Blink by Malcom Gladwell
In his landmark bestseller The Tipping Point, Malcolm Gladwell redefined how we understand the world around us. Now, in Blink, he revolutionises the way we understand the world within. Blink is a book about how we think without thinking, about choices that seem to be made in an instant-in the blink of an eye-that actually aren’t as simple as they seem. Why are some people brilliant decision makers, while others are consistently inept? Why do some people follow their instincts and win, while others end up stumbling into error? How do our brains really work-in the office, in the classroom, in the kitchen, and in the bedroom? And why are the best decisions often those that are impossible to explain to others?
Thinking Fast and Slow by Daniel Kahneman
Daniel Kahneman is a renowned psychologist and winner of the Nobel Prize in Economics, who engages us in a lively conversation about how we think, revealing where we can and cannot trust our intuitions and how we can tap into the benefits of slow thinking. He offers practical and enlightening insights into how choices are made in both our business and our personal lives–and how we can use different techniques to guard against the mental glitches that often get us into trouble. Winner of the National Academy of Sciences Best Book Award and the Los Angeles Times Book Prize and selected by The New York Times Book Review as one of the ten best books of 2011, Thinking, Fast and Slow is destined to be a classic.
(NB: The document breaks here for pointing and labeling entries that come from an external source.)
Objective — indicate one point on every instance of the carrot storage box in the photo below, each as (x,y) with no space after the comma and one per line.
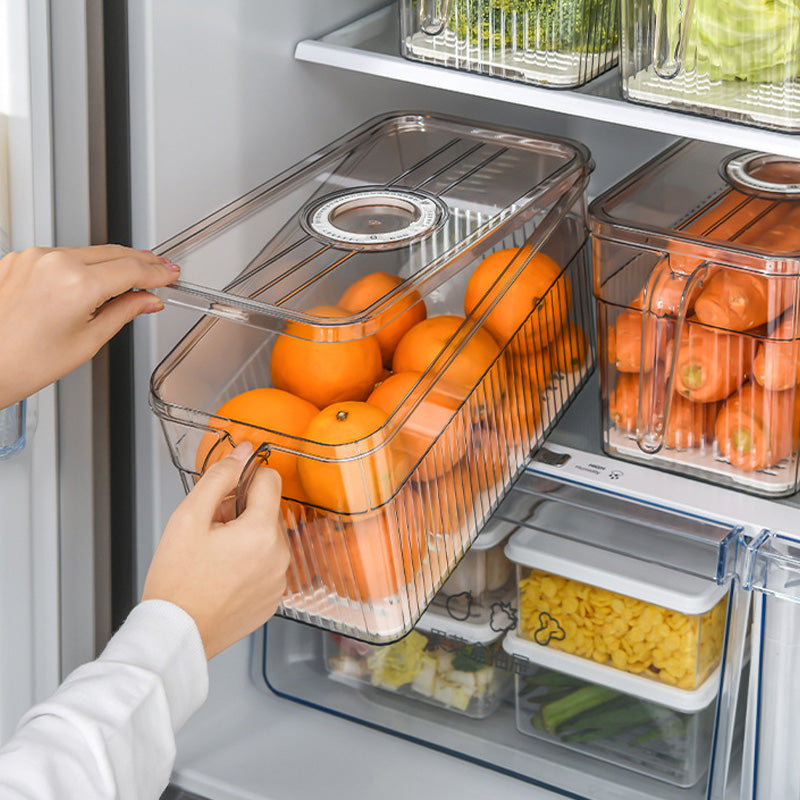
(562,43)
(395,323)
(696,266)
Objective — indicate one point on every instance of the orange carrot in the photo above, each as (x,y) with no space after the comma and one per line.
(738,300)
(777,363)
(663,291)
(710,365)
(690,424)
(625,341)
(757,428)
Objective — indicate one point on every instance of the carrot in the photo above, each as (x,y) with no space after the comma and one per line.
(663,291)
(757,428)
(623,402)
(710,365)
(738,300)
(690,424)
(777,363)
(625,341)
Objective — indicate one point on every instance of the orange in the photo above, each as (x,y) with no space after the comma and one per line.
(339,478)
(324,372)
(540,292)
(259,416)
(435,418)
(399,317)
(419,348)
(374,555)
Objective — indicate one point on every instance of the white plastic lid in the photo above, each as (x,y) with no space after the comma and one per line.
(599,563)
(471,633)
(493,534)
(689,701)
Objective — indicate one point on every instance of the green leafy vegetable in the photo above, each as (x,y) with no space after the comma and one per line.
(747,40)
(561,25)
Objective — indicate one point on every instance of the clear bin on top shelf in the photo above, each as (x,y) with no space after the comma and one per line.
(395,323)
(732,59)
(563,43)
(697,280)
(441,662)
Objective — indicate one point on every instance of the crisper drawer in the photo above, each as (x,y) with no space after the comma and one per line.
(569,722)
(394,324)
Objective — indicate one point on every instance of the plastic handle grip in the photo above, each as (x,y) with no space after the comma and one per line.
(432,16)
(668,50)
(259,458)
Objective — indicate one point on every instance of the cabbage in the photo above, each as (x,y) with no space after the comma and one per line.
(748,40)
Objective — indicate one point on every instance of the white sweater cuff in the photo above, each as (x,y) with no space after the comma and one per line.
(161,637)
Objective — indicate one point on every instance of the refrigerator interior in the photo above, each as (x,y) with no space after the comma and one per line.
(204,130)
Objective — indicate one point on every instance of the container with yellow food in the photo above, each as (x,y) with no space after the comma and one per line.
(639,616)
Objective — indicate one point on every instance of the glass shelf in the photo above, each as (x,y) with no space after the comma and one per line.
(371,45)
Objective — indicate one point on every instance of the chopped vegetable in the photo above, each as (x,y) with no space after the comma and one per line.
(562,25)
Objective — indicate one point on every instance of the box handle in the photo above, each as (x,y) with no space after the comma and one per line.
(433,15)
(667,54)
(259,458)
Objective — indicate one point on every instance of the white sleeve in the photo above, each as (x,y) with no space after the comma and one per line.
(109,729)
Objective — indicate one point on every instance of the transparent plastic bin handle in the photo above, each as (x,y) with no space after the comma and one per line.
(672,21)
(433,15)
(12,429)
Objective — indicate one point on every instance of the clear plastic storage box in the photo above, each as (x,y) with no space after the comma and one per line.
(457,666)
(394,323)
(732,59)
(697,260)
(662,732)
(480,590)
(561,43)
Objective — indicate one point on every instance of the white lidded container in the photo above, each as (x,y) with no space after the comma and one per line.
(454,665)
(608,714)
(629,612)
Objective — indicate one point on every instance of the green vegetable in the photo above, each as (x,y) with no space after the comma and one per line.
(560,711)
(561,25)
(748,40)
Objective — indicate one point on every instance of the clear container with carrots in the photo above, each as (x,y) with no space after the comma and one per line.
(395,324)
(697,282)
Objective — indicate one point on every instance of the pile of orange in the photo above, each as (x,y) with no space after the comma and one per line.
(355,522)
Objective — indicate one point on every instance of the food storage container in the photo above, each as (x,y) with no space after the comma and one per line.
(697,260)
(394,323)
(731,59)
(446,663)
(481,588)
(560,43)
(580,593)
(653,729)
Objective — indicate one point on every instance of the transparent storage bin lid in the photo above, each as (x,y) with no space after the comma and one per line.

And in order to be fair…here’s a title that fights against eradicating our less decisive mindset…
Messy by Tim Harford
The urge to tidiness and decisiveness seems to be rooted deep in the human psyche. Many of us feel threatened by anything that is vague, unplanned, scattered around or hard to describe. We find comfort in having a script to rely on, a system to follow, in being able to categorise and file away. We all benefit from tidy organisation. A large library needs a reference system. Global trade needs the shipping container. Scientific collaboration needs measurement units. But have the forces of tidiness marched too far?
In MESSY, Tim Harford reveals how qualities we value more than ever – responsiveness, resilience and creativity – simply cannot be disentangled from the messy soil that produces them. This, then, is a book about the benefits of being messy: messy in our private lives; messy in the office, with piles of paper on the desk and unread spreadsheets; messy in the recording studio, the laboratory or in preparing for an important presentation; and messy in our approach to business, politics and economics, leaving things vague, diverse and uncomfortably made-up-on-the-spot. It’s time to rediscover the benefits of a little mess.
It would have been so much easier to have just grown up knowing how to make great decisions…so for those of you that are helping to shape the next generation, here are a few titles for children.
What Pet Should I Get? by Dr Seuss
What happens when a brother and sister visit a pet store to pick a pet? Naturally, they can’t choose just one! This tale captures a classic childhood moment, choosing a pet, and uses it to illuminate a very important life lesson. It is hard to make up your mind, but sometimes you just have to do it.
Have You Filled A Bucket Today? Carol McCloud
This book is brilliant. My children’s school uses this book within all classes to encourage positive behaviour. Through simple prose and vivid illustrations, this heartwarming book encourages positive behaviour as children see how rewarding it is to express daily kindness, appreciation, and love. Bucket filling and dipping are effective metaphors for understanding the effects of our actions and words on the well being of others and ourselves. This book helps children to stop and consider feelings of those around them before they decide to act.